Однако этим внезапно активизировавшийся Шверин фон Крозиг не ограничился. Он подготовил анализ англо-германских отношений и виновности Англии, что вызвало возражения у Шелленберга и Гиммлера, с которыми он уже в течение многих лет ожесточенно спорил по вопросу о пограничной службе. Шверин фон Крозиг считал, что они оба согласны с ним в его требованиях более активной политики. Однако амбициозный молодой Шелленберг (ему было только 35) не видел перспектив в этом плане, и «не потому, что их не было, но потому что невежественный Риббентроп саботировал любые инициативы, которые не исходили от него, – а те, что подавал он, были бесполезными. Кроме того, нам еще нужно втолковать нашим вождям, что им также придется принести жертвы».

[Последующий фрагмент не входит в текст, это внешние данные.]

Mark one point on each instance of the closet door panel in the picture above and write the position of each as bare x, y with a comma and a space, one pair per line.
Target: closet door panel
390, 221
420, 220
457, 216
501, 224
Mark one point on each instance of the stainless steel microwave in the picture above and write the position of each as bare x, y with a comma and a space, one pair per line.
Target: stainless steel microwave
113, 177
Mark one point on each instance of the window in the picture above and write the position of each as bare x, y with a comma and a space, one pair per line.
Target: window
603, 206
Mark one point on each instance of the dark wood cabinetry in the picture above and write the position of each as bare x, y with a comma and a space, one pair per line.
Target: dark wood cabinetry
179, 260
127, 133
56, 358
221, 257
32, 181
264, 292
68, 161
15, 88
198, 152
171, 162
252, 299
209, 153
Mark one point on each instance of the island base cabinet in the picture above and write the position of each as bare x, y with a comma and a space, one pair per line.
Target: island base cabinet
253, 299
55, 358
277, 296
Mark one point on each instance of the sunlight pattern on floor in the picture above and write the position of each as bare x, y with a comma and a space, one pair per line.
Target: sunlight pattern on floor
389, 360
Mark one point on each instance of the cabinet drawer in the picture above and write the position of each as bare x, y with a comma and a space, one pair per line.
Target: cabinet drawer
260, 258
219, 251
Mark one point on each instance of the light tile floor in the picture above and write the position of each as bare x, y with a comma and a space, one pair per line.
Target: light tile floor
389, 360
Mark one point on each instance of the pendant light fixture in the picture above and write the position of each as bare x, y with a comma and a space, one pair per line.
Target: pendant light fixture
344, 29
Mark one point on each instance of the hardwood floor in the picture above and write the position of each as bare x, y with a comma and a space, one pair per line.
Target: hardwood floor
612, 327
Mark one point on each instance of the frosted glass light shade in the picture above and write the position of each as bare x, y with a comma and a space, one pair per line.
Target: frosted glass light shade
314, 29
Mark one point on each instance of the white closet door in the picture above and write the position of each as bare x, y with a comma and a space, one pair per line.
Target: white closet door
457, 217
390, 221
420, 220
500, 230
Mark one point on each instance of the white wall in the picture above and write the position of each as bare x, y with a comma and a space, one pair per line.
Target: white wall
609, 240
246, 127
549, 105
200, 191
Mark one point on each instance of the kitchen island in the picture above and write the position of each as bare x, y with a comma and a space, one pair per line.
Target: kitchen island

Потом Шелленберг принялся нападать на политику рейха в отношении евреев, утверждая, что «поступать с народом так, как мы поступали с евреями, можно лишь, если этот народ находится под нашей пятой; но в то время, как под нашей властью одна треть евреев, а остальные живут за пределами нашей сферы влияния, наши действия в отношении евреев были хуже, чем просто преступление, это было безрассудство».

Кроме всего прочего, переговоры осложнял и «персональный вопрос», лидеры режима были прокляты за рубежом. Чтобы обелить рейхсфюрера СС в глазах мира, была организована кампания в зарубежной печати, целью которой было убедить общественность в том, что многие из преступлений, в которых обвиняется Гиммлер, могли быть совершены от его имени, но не были делом его рук.

На встрече Гиммлер добавил к списку лиц, с которыми можно было бы искать контакты, короля Швеции, а также уничижительно отозвался о Риббентропе и заявил, что вряд ли вражеский альянс расколется сам по себе; однако в конечном счете ударился в мистику. Говоря о возможностях достижения понимания с Англией – о трудностях чего он был полностью в курсе дела, Шверин фон Крозиг утверждал, что Германия должна согласиться не только на территориальные жертвы, но и на определенные внутренние перемены. Он намекнул на восстановление института президента рейха и отмену однопартийной системы. В этом плане ход его мыслей был параллелен взглядам Зельдте, с которым он уже обсуждал эти вопросы.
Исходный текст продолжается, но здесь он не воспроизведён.